Recovery through Green Infrastructure
Improving green infrastructure to support recovery and improve health and wellbeing
Grantee: Cyrenians
What we set out to achieve
The idea of engaging with a wider range of people and improving green infrastructure to support recovery and improve health and wellbeing came from extensive consultation and engagement with a range of NHS Lothian patients, staff and visitors at Royal Edinburgh, Astley Ainslie and Midlothian Community Hospitals, as well as with volunteers and visitors to our community gardens and local community organisations. Project participants are excited at extending the number and type of people taking part in new activities and new locations, resulting in improved green infrastructure.
How the community has helped us develop our ideas
We have engaged and consulted with people from the hospital community, local community, our own volunteers and participants, local community organisations, and communities of interest to develop this project. As part of engagement with the hospital community, we ran our Recovery Pathways pilot project which was delivered at the Royal Edinburgh Hospital in 2016-17, where we delivered workshops on 22 wards covering most hospital services.
We have also engaged with a number of community organisations to develop activity plans and construct some green infrastructure, including Edinburgh and Lothians Greenspace Trust, The Conservation Volunteers, the Orchard Centre, Bonnyrigg (a community mental health project managed by Health in Mind), The Welcoming Project (supporting refugees and migrants in Edinburgh), Redhall Walled Garden (a community mental health project managed by Scottish Association for Mental Health) the Broomhouse Centre, and the Soil to Slice Citizen science project.

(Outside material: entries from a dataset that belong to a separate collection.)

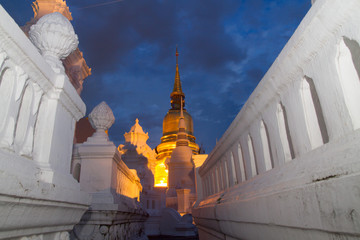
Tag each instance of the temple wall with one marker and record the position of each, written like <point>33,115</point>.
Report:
<point>39,198</point>
<point>288,166</point>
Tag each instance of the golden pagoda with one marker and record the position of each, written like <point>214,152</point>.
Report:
<point>171,128</point>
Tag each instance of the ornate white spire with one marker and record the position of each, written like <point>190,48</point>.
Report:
<point>136,136</point>
<point>101,118</point>
<point>55,38</point>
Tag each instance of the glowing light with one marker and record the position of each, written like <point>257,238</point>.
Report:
<point>161,175</point>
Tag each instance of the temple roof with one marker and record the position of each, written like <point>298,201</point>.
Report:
<point>136,128</point>
<point>177,92</point>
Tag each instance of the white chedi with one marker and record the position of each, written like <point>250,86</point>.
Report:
<point>55,38</point>
<point>101,118</point>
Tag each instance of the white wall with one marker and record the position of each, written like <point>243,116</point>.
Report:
<point>39,198</point>
<point>298,136</point>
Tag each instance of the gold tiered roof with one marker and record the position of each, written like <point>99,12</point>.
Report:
<point>171,121</point>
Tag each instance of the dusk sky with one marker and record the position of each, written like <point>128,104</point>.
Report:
<point>225,46</point>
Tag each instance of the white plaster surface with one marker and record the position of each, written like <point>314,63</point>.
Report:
<point>310,189</point>
<point>39,108</point>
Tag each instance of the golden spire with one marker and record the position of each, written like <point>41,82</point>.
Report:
<point>177,92</point>
<point>182,139</point>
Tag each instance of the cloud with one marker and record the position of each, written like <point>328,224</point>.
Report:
<point>225,49</point>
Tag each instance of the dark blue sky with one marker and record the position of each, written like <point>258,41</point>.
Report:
<point>225,46</point>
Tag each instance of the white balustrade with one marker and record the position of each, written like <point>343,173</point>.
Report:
<point>291,154</point>
<point>39,108</point>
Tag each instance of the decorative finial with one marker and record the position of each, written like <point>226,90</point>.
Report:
<point>55,38</point>
<point>181,109</point>
<point>177,55</point>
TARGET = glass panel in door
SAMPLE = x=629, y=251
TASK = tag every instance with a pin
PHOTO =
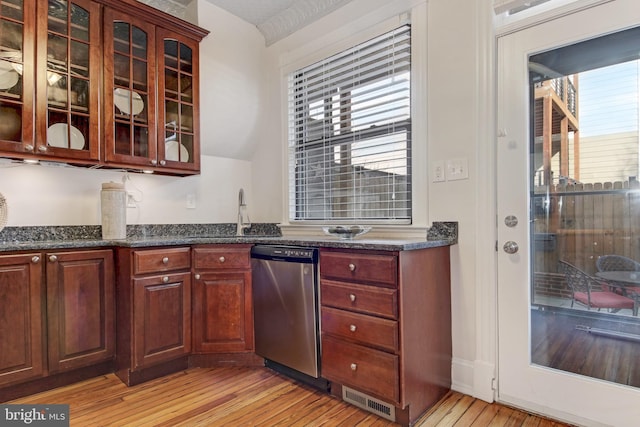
x=12, y=102
x=131, y=90
x=178, y=102
x=69, y=78
x=585, y=201
x=567, y=157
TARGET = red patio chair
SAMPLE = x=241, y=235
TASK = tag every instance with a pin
x=591, y=292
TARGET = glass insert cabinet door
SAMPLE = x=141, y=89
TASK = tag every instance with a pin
x=178, y=88
x=17, y=18
x=68, y=79
x=129, y=90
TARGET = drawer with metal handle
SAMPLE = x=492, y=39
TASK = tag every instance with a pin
x=359, y=267
x=367, y=369
x=361, y=328
x=159, y=260
x=221, y=257
x=361, y=298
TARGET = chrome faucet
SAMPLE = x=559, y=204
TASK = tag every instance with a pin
x=242, y=226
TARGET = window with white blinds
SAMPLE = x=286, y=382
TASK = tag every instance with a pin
x=350, y=134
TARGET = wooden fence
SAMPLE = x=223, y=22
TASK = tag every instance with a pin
x=580, y=222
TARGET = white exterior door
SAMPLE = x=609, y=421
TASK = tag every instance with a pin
x=522, y=382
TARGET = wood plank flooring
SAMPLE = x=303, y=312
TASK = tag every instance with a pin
x=236, y=396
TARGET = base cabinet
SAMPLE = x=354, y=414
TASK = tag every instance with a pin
x=154, y=312
x=21, y=322
x=161, y=321
x=386, y=332
x=222, y=307
x=80, y=308
x=58, y=313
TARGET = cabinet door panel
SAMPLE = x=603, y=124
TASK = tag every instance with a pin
x=21, y=339
x=81, y=308
x=162, y=318
x=223, y=315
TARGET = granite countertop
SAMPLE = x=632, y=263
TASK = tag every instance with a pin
x=139, y=236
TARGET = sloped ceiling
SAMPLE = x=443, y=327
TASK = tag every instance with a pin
x=275, y=19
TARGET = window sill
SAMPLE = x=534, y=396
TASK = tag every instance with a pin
x=383, y=232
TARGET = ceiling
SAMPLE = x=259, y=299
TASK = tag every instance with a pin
x=275, y=19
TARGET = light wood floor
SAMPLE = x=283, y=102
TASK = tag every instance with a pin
x=234, y=396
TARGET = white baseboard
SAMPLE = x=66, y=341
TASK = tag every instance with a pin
x=473, y=378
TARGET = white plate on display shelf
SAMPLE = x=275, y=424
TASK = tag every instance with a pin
x=8, y=76
x=126, y=100
x=171, y=152
x=57, y=137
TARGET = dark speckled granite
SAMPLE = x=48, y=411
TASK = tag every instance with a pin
x=69, y=237
x=443, y=231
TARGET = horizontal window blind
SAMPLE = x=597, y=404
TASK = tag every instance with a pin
x=350, y=134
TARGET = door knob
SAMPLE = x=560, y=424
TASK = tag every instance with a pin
x=510, y=247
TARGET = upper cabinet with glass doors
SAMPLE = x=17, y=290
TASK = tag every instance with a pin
x=17, y=24
x=178, y=107
x=83, y=89
x=68, y=80
x=129, y=86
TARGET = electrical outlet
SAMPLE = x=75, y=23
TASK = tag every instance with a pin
x=438, y=171
x=131, y=201
x=191, y=201
x=457, y=169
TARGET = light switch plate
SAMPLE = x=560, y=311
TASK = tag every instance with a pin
x=191, y=201
x=438, y=171
x=457, y=169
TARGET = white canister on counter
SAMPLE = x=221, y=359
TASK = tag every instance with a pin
x=113, y=207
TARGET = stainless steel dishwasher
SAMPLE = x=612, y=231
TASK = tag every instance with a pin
x=285, y=303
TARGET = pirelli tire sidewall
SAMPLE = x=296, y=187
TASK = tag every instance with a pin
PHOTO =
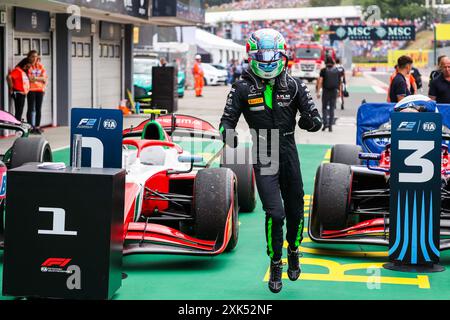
x=31, y=149
x=331, y=195
x=214, y=190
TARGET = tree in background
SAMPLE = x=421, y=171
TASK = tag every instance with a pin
x=402, y=9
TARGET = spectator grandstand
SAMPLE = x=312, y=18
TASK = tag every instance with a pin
x=312, y=28
x=256, y=4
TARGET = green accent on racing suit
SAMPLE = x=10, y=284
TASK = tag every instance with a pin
x=269, y=238
x=268, y=95
x=299, y=239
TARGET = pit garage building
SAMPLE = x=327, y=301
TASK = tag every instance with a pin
x=86, y=47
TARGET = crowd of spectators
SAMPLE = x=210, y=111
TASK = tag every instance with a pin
x=296, y=31
x=258, y=4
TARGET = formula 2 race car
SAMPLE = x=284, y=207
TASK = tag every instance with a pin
x=24, y=149
x=173, y=203
x=351, y=194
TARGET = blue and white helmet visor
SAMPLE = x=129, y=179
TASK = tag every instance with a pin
x=267, y=56
x=418, y=102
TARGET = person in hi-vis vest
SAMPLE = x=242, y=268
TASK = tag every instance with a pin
x=198, y=73
x=19, y=86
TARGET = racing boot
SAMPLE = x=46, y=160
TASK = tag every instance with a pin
x=294, y=265
x=276, y=273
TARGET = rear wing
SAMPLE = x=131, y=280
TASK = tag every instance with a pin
x=182, y=124
x=371, y=116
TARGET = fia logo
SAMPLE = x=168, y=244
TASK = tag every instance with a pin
x=86, y=123
x=406, y=126
x=109, y=124
x=429, y=126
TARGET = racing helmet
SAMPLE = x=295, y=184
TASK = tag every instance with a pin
x=416, y=102
x=266, y=50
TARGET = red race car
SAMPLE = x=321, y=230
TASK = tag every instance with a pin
x=174, y=202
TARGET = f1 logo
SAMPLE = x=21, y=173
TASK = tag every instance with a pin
x=59, y=222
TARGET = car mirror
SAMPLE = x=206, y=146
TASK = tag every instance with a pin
x=190, y=159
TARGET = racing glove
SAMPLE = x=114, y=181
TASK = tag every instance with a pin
x=310, y=121
x=229, y=137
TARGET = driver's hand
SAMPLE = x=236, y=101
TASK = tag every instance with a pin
x=230, y=138
x=310, y=122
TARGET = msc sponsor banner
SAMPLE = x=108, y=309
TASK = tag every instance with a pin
x=415, y=184
x=101, y=131
x=135, y=8
x=388, y=32
x=443, y=32
x=420, y=57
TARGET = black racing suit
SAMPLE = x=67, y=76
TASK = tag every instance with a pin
x=289, y=95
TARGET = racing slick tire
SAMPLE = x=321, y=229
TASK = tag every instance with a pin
x=214, y=193
x=245, y=181
x=32, y=149
x=346, y=154
x=331, y=195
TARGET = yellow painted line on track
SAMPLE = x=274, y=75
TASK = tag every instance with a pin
x=336, y=273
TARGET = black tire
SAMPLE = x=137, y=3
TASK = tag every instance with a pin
x=245, y=179
x=214, y=190
x=331, y=195
x=346, y=154
x=32, y=149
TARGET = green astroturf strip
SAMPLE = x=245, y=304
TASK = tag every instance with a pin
x=329, y=271
x=360, y=89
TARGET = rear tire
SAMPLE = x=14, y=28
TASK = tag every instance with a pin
x=346, y=154
x=331, y=195
x=245, y=179
x=32, y=149
x=214, y=194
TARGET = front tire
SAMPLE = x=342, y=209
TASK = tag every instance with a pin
x=214, y=195
x=331, y=195
x=346, y=154
x=32, y=149
x=245, y=176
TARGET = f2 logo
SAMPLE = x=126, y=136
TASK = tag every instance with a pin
x=59, y=222
x=421, y=148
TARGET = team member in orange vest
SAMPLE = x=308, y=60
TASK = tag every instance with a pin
x=38, y=82
x=19, y=86
x=198, y=73
x=412, y=83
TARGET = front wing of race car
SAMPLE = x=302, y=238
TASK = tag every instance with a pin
x=150, y=238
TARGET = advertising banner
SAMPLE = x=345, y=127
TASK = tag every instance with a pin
x=134, y=8
x=443, y=32
x=420, y=57
x=101, y=131
x=415, y=185
x=388, y=32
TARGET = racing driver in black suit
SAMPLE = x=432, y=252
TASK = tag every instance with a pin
x=269, y=99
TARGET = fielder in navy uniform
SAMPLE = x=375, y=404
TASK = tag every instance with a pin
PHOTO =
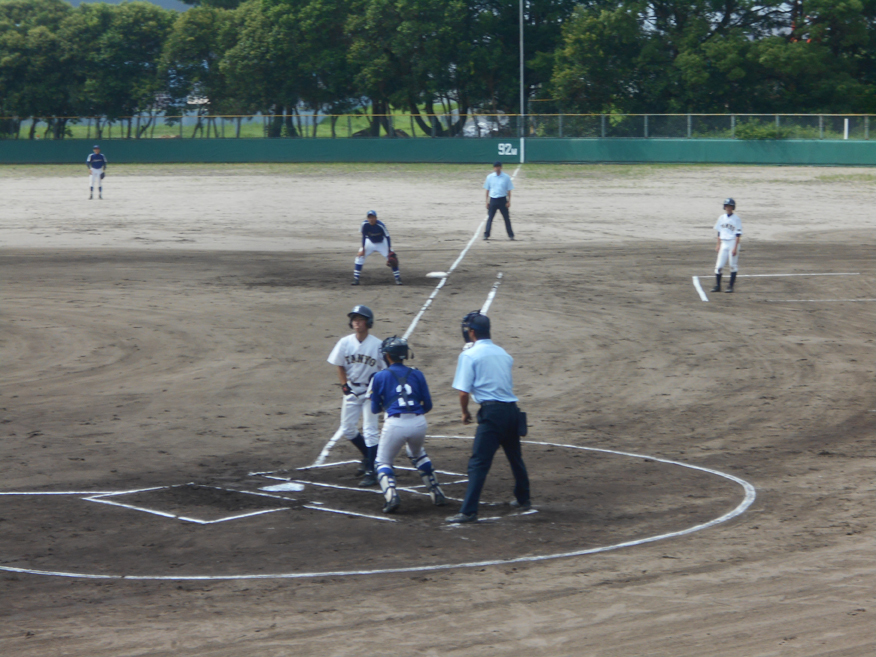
x=729, y=227
x=483, y=373
x=357, y=357
x=96, y=163
x=403, y=394
x=498, y=186
x=375, y=237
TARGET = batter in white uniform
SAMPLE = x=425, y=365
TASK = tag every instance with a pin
x=357, y=357
x=729, y=227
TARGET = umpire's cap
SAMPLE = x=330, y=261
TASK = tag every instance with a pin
x=478, y=322
x=395, y=347
x=365, y=312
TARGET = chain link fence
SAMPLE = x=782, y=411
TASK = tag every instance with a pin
x=315, y=125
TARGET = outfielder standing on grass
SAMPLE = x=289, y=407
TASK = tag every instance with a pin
x=729, y=227
x=375, y=237
x=96, y=163
x=483, y=373
x=403, y=394
x=357, y=357
x=498, y=186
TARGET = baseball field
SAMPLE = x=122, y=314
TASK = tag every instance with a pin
x=702, y=464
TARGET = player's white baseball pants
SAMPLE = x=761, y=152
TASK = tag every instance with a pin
x=725, y=254
x=406, y=429
x=371, y=247
x=94, y=178
x=352, y=408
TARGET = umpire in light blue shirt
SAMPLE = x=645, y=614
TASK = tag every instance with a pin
x=498, y=186
x=483, y=373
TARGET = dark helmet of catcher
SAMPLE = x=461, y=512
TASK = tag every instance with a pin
x=365, y=312
x=395, y=347
x=478, y=322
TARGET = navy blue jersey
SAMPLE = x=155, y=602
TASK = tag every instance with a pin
x=387, y=393
x=375, y=233
x=96, y=161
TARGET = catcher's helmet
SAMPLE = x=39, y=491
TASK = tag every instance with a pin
x=396, y=347
x=477, y=321
x=365, y=312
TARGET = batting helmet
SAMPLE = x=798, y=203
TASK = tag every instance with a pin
x=477, y=321
x=365, y=312
x=396, y=347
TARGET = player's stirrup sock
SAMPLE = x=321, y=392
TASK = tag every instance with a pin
x=359, y=442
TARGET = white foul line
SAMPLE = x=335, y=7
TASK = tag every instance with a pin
x=323, y=455
x=750, y=496
x=492, y=294
x=700, y=288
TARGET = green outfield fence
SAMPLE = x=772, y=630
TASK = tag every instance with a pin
x=510, y=151
x=313, y=125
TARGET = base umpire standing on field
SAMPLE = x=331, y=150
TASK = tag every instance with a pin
x=498, y=186
x=483, y=373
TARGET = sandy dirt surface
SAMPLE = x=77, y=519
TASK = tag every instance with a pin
x=173, y=337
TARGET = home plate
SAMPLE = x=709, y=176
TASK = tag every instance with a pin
x=289, y=486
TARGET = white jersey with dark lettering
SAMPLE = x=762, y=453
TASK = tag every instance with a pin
x=729, y=226
x=361, y=360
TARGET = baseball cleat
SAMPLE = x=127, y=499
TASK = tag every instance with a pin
x=393, y=503
x=460, y=518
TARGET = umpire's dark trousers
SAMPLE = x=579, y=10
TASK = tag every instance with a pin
x=497, y=427
x=499, y=204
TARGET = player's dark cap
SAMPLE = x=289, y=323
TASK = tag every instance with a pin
x=363, y=311
x=478, y=322
x=395, y=347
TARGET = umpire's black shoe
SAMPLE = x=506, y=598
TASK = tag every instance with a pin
x=460, y=518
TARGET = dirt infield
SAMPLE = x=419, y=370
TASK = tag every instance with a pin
x=172, y=339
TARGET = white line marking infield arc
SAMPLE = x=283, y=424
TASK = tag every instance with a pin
x=750, y=496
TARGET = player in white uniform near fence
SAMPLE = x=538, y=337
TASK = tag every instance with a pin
x=729, y=227
x=357, y=357
x=402, y=392
x=96, y=163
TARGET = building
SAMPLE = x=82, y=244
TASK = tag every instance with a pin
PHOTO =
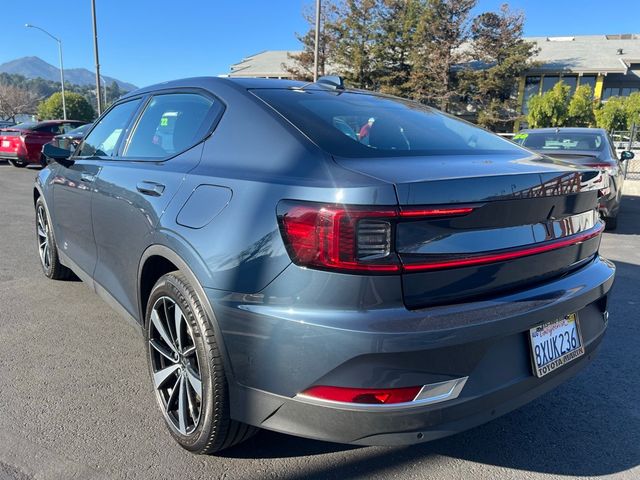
x=266, y=64
x=609, y=63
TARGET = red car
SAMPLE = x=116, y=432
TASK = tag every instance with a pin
x=22, y=143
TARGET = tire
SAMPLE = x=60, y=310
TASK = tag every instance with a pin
x=611, y=223
x=47, y=247
x=18, y=163
x=189, y=369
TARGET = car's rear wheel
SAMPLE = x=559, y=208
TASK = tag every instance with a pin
x=187, y=370
x=18, y=163
x=47, y=247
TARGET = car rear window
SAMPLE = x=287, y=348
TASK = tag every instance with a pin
x=352, y=124
x=593, y=142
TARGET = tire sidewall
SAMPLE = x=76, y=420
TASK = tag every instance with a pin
x=195, y=315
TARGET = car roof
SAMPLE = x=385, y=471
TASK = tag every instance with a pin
x=563, y=130
x=245, y=83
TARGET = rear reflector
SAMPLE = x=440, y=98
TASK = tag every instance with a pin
x=369, y=396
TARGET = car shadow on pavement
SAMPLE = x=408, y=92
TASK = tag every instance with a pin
x=589, y=426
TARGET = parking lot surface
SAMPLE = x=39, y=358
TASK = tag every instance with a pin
x=76, y=400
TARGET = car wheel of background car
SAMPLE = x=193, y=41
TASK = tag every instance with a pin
x=611, y=223
x=17, y=163
x=47, y=248
x=187, y=371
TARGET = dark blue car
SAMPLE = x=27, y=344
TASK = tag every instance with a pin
x=326, y=262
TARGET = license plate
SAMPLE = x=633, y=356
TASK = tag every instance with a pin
x=555, y=343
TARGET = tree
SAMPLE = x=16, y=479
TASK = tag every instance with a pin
x=632, y=107
x=580, y=110
x=442, y=30
x=15, y=101
x=356, y=31
x=78, y=108
x=302, y=64
x=502, y=56
x=612, y=115
x=398, y=21
x=550, y=109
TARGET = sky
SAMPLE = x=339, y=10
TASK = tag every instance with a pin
x=149, y=41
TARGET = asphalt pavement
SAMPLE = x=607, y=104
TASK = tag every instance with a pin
x=76, y=400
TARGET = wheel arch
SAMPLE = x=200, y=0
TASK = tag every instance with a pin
x=158, y=260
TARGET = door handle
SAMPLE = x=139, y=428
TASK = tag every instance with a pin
x=150, y=188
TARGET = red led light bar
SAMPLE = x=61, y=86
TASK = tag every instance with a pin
x=436, y=212
x=371, y=396
x=500, y=257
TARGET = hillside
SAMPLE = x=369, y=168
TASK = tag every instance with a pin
x=34, y=67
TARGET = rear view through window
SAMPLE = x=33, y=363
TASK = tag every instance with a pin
x=361, y=125
x=561, y=141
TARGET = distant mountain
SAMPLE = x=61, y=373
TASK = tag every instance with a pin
x=34, y=67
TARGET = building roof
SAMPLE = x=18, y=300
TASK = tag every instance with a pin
x=268, y=63
x=578, y=54
x=588, y=53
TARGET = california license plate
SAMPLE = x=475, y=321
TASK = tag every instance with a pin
x=555, y=343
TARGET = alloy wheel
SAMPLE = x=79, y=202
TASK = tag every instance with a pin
x=44, y=247
x=175, y=365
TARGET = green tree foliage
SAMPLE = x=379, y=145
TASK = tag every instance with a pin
x=356, y=33
x=550, y=109
x=398, y=21
x=499, y=49
x=612, y=115
x=632, y=106
x=580, y=111
x=302, y=64
x=441, y=31
x=78, y=108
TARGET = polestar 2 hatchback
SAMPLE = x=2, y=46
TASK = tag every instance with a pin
x=326, y=262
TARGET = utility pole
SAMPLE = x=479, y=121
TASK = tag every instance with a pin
x=64, y=104
x=316, y=53
x=95, y=49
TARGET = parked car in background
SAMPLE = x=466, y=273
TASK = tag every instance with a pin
x=588, y=147
x=72, y=138
x=293, y=274
x=22, y=144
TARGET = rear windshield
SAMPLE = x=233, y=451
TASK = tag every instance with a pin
x=593, y=142
x=351, y=124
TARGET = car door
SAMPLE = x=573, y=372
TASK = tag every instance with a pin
x=134, y=189
x=73, y=186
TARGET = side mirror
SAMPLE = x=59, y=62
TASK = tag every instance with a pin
x=627, y=155
x=58, y=155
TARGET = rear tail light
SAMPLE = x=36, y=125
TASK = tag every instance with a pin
x=339, y=237
x=357, y=239
x=367, y=396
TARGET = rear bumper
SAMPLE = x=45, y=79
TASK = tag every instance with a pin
x=277, y=349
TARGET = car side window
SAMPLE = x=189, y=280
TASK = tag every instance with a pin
x=170, y=124
x=103, y=139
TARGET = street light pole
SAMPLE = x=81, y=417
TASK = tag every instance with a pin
x=64, y=104
x=95, y=49
x=316, y=53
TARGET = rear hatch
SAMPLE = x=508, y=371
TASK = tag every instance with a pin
x=514, y=221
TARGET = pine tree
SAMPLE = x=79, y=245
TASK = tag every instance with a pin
x=301, y=64
x=499, y=57
x=441, y=32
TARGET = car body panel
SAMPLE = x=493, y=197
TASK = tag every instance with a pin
x=282, y=327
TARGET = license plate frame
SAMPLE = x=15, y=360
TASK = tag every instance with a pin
x=546, y=337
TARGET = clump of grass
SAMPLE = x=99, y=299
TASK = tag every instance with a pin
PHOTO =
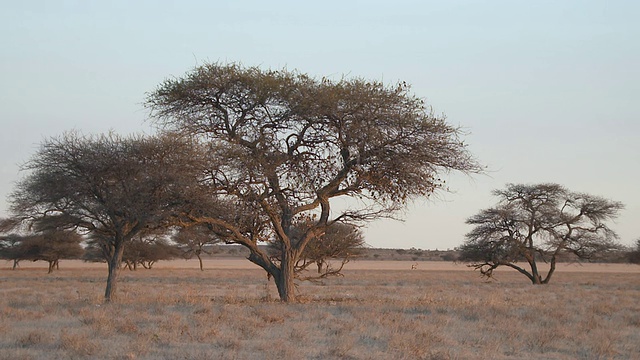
x=77, y=344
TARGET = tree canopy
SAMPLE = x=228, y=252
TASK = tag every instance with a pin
x=108, y=186
x=284, y=145
x=540, y=222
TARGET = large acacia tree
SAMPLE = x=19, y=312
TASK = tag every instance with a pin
x=107, y=186
x=285, y=145
x=539, y=223
x=340, y=243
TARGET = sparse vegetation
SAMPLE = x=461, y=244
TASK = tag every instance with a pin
x=369, y=314
x=534, y=224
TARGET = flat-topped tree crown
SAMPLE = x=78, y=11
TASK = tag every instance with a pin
x=289, y=143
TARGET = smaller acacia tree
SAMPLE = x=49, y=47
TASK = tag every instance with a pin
x=634, y=254
x=51, y=246
x=341, y=242
x=194, y=240
x=534, y=223
x=146, y=251
x=108, y=187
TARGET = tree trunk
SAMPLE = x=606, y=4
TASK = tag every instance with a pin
x=114, y=271
x=552, y=269
x=285, y=277
x=200, y=261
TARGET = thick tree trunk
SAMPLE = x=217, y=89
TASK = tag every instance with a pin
x=114, y=271
x=200, y=261
x=552, y=269
x=285, y=278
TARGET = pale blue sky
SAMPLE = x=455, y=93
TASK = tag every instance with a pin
x=547, y=90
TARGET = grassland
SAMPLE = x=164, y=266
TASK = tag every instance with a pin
x=232, y=313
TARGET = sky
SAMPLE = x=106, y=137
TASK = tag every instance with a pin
x=546, y=91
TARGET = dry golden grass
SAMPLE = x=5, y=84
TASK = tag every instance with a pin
x=171, y=313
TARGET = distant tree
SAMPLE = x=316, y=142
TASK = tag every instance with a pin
x=634, y=253
x=148, y=250
x=11, y=249
x=106, y=186
x=194, y=240
x=51, y=246
x=533, y=223
x=286, y=146
x=341, y=242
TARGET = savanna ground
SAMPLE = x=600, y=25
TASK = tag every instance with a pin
x=379, y=310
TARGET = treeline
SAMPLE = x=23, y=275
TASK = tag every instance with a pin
x=341, y=243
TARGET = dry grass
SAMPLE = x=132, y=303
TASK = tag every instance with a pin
x=368, y=314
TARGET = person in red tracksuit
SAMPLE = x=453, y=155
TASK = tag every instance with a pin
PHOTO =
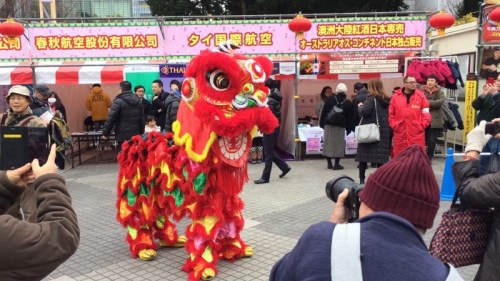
x=408, y=116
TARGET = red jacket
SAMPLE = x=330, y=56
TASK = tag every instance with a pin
x=408, y=120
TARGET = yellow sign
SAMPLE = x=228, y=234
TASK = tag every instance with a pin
x=469, y=112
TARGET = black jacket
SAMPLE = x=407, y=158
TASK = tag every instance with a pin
x=376, y=152
x=347, y=107
x=146, y=105
x=362, y=94
x=274, y=103
x=171, y=106
x=126, y=116
x=159, y=103
x=488, y=107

How our project fits into the bigger picture
Recovery through Green Infrastructure will contribute to NHS Lothian’s A Sense of Belonging, the national Health Promoting Hospital agenda, Our Natural Health Service, Green Exercise Partnership goals as well as biodiversity and health, environment, climate change, community empowerment and equalities policies.
Where we would like our project to lead us
We will reach a wider audience from the hospital and local community organisations, many of whom do not have an environmental focus and who have not accessed the community greenspaces up to now, and for those that have, the project will offer a range of new activities that have not been on offer, as well as the chance to contribute to the co-design of green infrastructure to make the greenspace more accessible and leave a strong legacy from September 2019. and take the learning back into communities and local greenspaces where they are based.
We will monitor, evaluate, celebrate and promote the achievements of the project to act as a model for delivery in other urban settings.